Dass noch viel zu tun ist, ist erkennbar. Einige der anwesenden Ratsmitglieder kritisierten, dass sich im Inneren des denkmalgeschützten Gebäudes im Vergleich zum letzten Rundgang im März nichts getan habe. Ein Eindruck, den Architektin Sylvia Schumann und Volker Bolze, zuständiger Mitarbeiter der Hochbauabteilung der Stadt, nicht unwidersprochen gelten lassen wollten. „Die Maler können erst in die Flure, wenn alles andere erledigt ist. Dann aber geht es rasch“, so Schumann. Immerhin seien 1777 Quadrameter Kellerfläche, 3655 Quadratmeter Erdgeschossfläche und 3214 Quadratmeter Dachgeschossfläche zu bearbeiten.

Kilometerlange Leitungen

Man habe mittlerweile das komplette Gebäudefundament ringsum freigelegt und abgedichtet. „In mehreren Schichten auf einer Fläche von 1200 Quadratmetern. Auf die Bruchsteinmauer kam Putz und darauf die Schutzschichten“, so die Architektin. Bis in die Höhe, auf die das Gelände wieder aufgeschüttet werden wird. Mit der Erde, die jetzt hinter der Schule lagert. Diese Arbeiten gehören noch zum Bauvorhaben, nicht zur Außenanlagen-Gestaltung. „Wir haben allein für die insgesamt 700 Meter langen Gräben hier ringsum 2000 Kubikmeter Erde ausgehoben“, berichtet Schumann.

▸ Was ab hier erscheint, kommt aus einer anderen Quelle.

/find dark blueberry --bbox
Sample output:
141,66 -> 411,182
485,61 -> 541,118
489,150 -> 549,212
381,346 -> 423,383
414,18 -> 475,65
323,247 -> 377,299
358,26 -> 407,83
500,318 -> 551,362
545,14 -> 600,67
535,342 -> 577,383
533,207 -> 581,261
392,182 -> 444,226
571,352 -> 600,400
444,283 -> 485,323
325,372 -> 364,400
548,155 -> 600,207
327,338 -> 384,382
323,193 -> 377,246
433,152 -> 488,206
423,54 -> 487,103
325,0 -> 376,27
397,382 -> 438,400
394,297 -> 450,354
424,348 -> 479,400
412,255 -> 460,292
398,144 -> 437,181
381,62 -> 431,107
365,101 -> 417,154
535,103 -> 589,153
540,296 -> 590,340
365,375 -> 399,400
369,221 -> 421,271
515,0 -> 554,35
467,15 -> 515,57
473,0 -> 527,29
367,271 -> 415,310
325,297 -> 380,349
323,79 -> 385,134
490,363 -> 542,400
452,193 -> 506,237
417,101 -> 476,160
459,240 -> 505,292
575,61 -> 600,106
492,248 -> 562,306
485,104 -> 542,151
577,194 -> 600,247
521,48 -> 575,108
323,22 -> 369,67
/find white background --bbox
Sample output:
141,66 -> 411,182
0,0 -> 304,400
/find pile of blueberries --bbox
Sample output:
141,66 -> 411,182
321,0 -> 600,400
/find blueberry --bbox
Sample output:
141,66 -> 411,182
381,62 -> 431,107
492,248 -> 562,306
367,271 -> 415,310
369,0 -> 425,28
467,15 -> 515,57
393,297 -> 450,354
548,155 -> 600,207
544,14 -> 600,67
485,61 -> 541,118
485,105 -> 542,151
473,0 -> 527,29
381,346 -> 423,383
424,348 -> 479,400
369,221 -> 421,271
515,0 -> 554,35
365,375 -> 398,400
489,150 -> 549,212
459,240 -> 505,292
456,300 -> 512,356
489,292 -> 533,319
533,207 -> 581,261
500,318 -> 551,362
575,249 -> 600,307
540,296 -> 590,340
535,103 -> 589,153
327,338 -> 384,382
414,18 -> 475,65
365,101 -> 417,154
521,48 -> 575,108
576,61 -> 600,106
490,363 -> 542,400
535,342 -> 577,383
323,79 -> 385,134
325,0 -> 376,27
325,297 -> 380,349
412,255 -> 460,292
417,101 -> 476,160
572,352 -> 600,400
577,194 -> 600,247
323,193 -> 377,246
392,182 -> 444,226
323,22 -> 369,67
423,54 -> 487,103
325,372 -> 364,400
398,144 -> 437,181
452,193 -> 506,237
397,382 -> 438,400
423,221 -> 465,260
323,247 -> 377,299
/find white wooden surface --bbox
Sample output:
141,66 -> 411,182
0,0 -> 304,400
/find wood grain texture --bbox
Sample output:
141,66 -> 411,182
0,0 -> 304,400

Die Dacharbeiten sind abgeschlossen, die Anschlüsse gelegt, in dem Bereich, der künftig Domizil für Krippe und Kindergarten sein wird, werden gerade die Sanitärräume gefliest. Der Fußboden ist weitgehend erneuert, in der Turnhalle soll demnächst der Estrich eingebracht werden, dann die Fußbodenheizung, der Sportboden, der Prallschutz für die Wände, die Deckenabhängung. Wenn die Maler die Wände gestrichen haben, können die Sportgeräte installiert werden.

In dem Gebäude sind vier Kilometer alter Elektrokabel entfernt und 48 Kilometer Stromkabel neu verlegt wordem, dazu kommen sieben Kilometer Datenkabel. Die Leitungen für die Fußbodenheizung in Sporthalle und Kita-Bereich summieren sich auf 6,5 Kilometer. 300 Fenster und Türen sind komplett erneuert worden, 100 sollen aufgearbeitet werden. „Für die alten Schultüren haben wir lange nach einem Unternehmen gesucht, das diese wieder aufarbeiten kann“, berichtet Schumann. Solche mehrfachen Ausschreibungen kosten viel Zeit, ein Grund für die deutliche Bauzeitüberschreitung. Denn ursprünglich sollten die 341 Kinder aus Siedlung schon längst wieder in ihrem Schulhaus unterrichtet oder im Kindertagesstättenbereich betreut werden.